Spezielle Förderung:Ohne Abschluss

In München ist die Quote der Schulabbrecher besonders hoch

Von Melanie Staudinger

Knapp 160 000 Schüler und 120 000 Studenten - rund ein Fünftel der Bevölkerung Münchens befindet sich zurzeit in Ausbildung. Mehr als die Hälfte aller Viertklässler wechselt nach der Grundschule auf ein Gymnasium, der Anteil der Schüler mit Migrationshintergrund an den weiterführenden Schulen steigt, immer mehr von ihnen machen Abitur. München wirbt gerne für sich als Schul- und Universitätsstadt der Spitzenklasse. Dennoch ist nicht alles rosig. Im Sommer zum Beispiel hat die Caritas die Studie "Bildungschancen vor Ort" veröffentlicht: Dabei schneidet München im bayernweiten Vergleich nicht allzu gut ab. Denn während auf der einen Seite immer mehr Jugendliche ihre Hochschulreife erwerben, stehen noch immer zu viele Schulabgänger ohne Abschluss da. 6,37 Prozent waren es im Jahr 2014, im Freistaat sind es nur 4,4 Prozent, was der beste Wert aller Bundesländer ist. Auch in den Umlandgemeinden läuft es besser als in der Landeshauptstadt: In Dachau beträgt die Quote 3,92 Prozent, in Ebersberg 3,61, in Erding 2,69, in Freising 3,5, in Fürstenfeldbruck 3,28, in Starnberg 1,81, in Wolfratshausen 2,98 und im Landkreis München 3,2 Prozent.

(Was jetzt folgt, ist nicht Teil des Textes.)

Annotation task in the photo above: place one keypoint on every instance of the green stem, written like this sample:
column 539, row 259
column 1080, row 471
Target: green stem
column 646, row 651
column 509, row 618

Warum die Bildungschancen in Großstädten tendenziell eher schlechter sind als auf dem Land, will das bayerische Kultusministerium nicht kommentieren. Eine abschließende Erklärung sei aufgrund der vielfältigen Faktoren nicht möglich, teilt ein Sprecher mit. Das städtische Bildungsreferat wird deutlicher: In Großstädten bestehe ein enger Zusammenhang zwischen der sozialen Herkunft und den Bildungsergebnissen, sagt eine Sprecherin. München sei keine Ausnahme. In Städten wohnen tendenziell mehr sozial schwache Familien und Familien mit Migrationshintergrund - ihre Kinder tun sich in der Schule oftmals schwerer.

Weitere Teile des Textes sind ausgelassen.